MLB Lineup Analyzer

Data Analysis
Optimization
Code
Java
SMILE Regression
UI Building
Authors

Carson Gruenloh

Hannah Hollrah

Cason Canning

Published

May 5, 2026

During the Spring semester of the 2025-2026 school year, I as well as two other group members were tasked to create a working application that performs all of the skills that the Computing Methods II course teaches students of Industrial Engineering and Operations Analytics at the University of Arkansas. We started off the process of building this application by deciding what topic we would want to work around, with myself and another group member being avid baseball enthusiasts, we decided to create an application that would be able to take data from a data set that we uploaded, clean it, and then output the most optimal way to order a batting lineup using the players that the user selects. The other aspect of our application was that it would have a second feature that could output a predicted offensive score based on statistics that we use while building our model. We would not have been able to create this application without the knowledge that this course gave us on multiple topics such as implementing Tablesaw methods, Vaadin methods, SMILE Regression, and much more!

Lineup Predictor:

When you first open the application you are brough to this view. This first page is the Lineup Predictor that we created. As I stated earlier, the user will choose one player for each of the nine positions possible. We specifically added a section to our code to only fill the drop down boxes with the players that actually play those positions.

This is an example of what an output could look like given the players selected above. We used the main drivers for each of the statistics that calculated the total score, but the highest weighted driver was the OPS. Our reasoning behind this summed up to a player having a higher chance of scoring a run if they were on base and getting hits more often. As you can see, the predicted runs in one regular season for this specific set of players was 795.40, which is right on average with current statistics that we were able to find.

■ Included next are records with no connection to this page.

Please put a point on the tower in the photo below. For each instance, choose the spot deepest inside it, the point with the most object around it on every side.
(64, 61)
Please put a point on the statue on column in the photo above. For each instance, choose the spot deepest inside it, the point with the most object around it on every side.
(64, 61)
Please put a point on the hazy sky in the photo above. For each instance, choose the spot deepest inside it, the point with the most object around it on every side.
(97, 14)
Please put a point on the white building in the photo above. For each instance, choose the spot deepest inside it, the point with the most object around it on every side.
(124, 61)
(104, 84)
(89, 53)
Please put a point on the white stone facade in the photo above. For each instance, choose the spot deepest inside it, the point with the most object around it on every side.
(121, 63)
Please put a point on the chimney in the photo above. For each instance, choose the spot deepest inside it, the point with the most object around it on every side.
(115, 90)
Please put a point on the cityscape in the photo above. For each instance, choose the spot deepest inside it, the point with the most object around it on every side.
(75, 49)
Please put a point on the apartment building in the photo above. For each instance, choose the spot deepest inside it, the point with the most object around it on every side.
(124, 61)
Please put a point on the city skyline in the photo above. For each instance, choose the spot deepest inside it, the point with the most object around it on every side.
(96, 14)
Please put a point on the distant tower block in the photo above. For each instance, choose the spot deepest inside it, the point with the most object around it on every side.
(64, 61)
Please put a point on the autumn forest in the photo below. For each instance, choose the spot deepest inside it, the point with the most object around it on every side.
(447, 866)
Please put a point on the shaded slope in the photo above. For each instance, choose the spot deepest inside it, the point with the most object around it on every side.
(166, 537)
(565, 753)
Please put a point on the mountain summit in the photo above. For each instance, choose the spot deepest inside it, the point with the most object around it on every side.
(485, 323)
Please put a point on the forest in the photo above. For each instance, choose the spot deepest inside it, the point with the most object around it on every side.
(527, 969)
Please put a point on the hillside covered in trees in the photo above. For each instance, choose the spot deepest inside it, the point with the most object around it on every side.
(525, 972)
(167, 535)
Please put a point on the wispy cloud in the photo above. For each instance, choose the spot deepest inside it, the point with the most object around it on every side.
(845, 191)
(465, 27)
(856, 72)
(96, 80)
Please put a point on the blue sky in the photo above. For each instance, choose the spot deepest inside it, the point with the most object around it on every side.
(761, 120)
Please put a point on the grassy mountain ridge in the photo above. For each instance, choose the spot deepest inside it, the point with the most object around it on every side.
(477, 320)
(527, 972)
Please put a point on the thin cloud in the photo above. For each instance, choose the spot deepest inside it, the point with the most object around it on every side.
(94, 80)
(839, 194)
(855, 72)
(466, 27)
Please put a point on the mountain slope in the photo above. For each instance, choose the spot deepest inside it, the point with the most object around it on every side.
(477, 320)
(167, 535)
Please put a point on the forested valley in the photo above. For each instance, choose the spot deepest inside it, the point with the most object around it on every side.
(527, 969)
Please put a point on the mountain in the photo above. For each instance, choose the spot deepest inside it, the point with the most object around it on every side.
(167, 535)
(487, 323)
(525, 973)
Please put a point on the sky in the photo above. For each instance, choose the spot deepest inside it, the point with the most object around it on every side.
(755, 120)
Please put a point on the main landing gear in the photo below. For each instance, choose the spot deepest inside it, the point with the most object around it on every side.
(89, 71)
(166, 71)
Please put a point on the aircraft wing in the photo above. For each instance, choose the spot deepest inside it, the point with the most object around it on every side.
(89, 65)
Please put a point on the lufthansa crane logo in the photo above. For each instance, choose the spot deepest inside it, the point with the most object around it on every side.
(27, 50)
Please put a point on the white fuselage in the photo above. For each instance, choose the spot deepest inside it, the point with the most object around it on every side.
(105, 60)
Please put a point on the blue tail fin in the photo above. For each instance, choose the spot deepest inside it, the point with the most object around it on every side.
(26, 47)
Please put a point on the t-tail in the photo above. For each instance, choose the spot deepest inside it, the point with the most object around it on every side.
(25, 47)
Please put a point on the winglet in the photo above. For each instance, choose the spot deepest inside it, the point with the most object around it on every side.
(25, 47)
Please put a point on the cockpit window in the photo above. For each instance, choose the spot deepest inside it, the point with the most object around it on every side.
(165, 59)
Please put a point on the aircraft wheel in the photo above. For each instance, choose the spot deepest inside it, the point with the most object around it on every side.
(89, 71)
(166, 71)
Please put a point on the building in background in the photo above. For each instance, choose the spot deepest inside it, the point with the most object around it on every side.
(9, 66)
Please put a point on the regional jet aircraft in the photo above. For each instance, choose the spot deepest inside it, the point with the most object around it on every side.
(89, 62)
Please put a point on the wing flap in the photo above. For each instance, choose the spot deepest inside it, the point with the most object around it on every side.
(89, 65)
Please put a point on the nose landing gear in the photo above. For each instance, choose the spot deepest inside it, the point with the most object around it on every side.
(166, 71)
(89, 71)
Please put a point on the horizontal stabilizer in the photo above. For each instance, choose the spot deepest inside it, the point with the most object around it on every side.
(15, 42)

Being that the expected user of this application would be a human, we had to account for some sort of error. If the user would accidentally not fill all nine of the drop down boxes, a short message would appear in the bottom left hand corner of their screen saying, “Please select a player for all 9 positions!” We were able to implement this using Vaadin’s Notification.show() method and this added a much needed safety net to the error aspect of our project.

Lineup Optimizer:

After navigating to the next page of our application using the page menu on the left hand side of the User Interface, you will be able to see a very simple and straight forward functionality. To use this part of the application, the user will select nine different players from the single drop down box. The user may also choose to type in a specific name that they would want as the single drop down box for this page is filled with every single player that played in the MLB during the year 2022.

Similar to our Lineup Predictor, an output is shown on the user’s screen after clicking the “Optimize Lineup” button below the drop down box. The output shown on this page includes the total number of runs predicted for their season, the optimal batting order for the players chosen, as well as each player’s individual OPS, HR, and BA statistics for the 2022 season.

Similar to what we did with the Lineup Predictor, we included an error message that will show the user if they have selected the wrong number of players.